Adele Mary Blood (April 23, 1886 – September 13, 1936) was an American actress known for her work in silent film, vaudeville, and theater.

==Biography==

Blood was born on April 23, 1886, in Alameda, California, to Ira E. Blood and Frances Emma Stewart. Her mother served as a member of the Alameda school department. In her youth, she was a talented equestrienne and held an interest in fashion.

===Career===
Blood's first public performance was at the California Theatre in San Francisco, portraying the role of Marguerite alongside Lewis Morrison in his production of Faust. Other theatrical presentations in which she starred include The Unmasking, All Rivers Meet The Sea, and The Picture of Dorian Gray. In the latter she was with the stock company of Edward Davis, with whom she would marry. Davis was a clergyman-actor who was formerly the pastor of the First Christian Church in Oakland, California. Their marriage was turbulent and Blood began divorce proceedings in 1914. Actress Jule Power was named as co-respondent in her suit. Davis responded by naming Governor Earl Brewer of Mississippi as co-respondent in counter charges against Blood. She finally won her divorce suit after which she left on a tour of the Orient. Following her divorce from Davis she was briefly married to Englishman Waddell Hope.

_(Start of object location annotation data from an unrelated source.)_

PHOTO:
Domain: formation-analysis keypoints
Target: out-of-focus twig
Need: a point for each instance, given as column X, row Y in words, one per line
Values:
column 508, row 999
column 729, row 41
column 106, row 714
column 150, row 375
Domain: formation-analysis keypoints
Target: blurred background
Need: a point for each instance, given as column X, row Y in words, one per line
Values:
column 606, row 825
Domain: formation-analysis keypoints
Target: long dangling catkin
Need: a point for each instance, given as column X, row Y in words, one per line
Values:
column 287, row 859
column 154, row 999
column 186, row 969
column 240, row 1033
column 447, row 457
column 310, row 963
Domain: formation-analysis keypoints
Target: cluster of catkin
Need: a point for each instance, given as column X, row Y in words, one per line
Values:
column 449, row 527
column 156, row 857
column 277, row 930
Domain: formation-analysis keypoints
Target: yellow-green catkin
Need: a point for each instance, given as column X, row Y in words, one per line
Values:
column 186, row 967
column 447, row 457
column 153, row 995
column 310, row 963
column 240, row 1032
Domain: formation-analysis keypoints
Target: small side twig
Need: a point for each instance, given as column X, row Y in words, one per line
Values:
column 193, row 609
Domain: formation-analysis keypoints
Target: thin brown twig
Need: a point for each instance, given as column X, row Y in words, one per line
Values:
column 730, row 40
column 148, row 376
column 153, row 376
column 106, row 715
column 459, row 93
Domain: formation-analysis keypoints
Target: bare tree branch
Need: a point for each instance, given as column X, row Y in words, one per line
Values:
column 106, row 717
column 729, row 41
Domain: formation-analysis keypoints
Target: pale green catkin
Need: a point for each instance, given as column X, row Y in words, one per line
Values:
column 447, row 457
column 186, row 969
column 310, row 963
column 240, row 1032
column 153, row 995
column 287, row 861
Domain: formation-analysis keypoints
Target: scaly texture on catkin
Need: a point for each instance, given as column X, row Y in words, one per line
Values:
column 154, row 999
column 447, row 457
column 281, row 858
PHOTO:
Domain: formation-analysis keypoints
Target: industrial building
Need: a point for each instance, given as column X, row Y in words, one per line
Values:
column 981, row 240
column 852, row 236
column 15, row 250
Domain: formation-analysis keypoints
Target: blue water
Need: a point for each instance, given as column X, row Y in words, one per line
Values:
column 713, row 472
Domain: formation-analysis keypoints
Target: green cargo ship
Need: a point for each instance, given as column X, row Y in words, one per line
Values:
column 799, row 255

Blood featured in vaudeville shows across the country. She starred for five years in Everywoman. During her time on stage, she was affectionately referred to as "the most beautiful blonde on the American stage". She starred in two motion pictures: The Devil's Toy (1916) and The Riddle: Woman (1920).

By December 1917, Blood had officially retired. She was the devoted companion of her former foster mother, Susanna Holmes, known as the "Silver Queen." Blood was named an heiress to the Holmes' fortune. Blood eventually eschewed both wealth and social position, believing both led to a "philosophy of pessimism." However, she would later return to the stage after accepting an offer from the Oriental company of Tim Frawley.

In 1926, she met Colonel R.W. Castle in Kashmir. Castle was an English officer in the Indian service. The two were engaged and arranged a wedding in Calcutta.

==Death==
On the night of September 13, 1936, Blood's 17-year-old daughter, Dawn, returned home after driving some friends to the railroad station. She found her mother speaking with two men in the living room. Shortly after her daughter's arrival, Blood excused herself upstairs. Several minutes later, a gunshot was heard from the bedroom. Dawn and the two others rushed upstairs to find Blood unconscious on the floor, having shot herself through the head with a .52 Caliber Revolver. She died in the hospital hours later in Port Chester, New York.

Adele's possessions were auctioned off and sold for $1,000.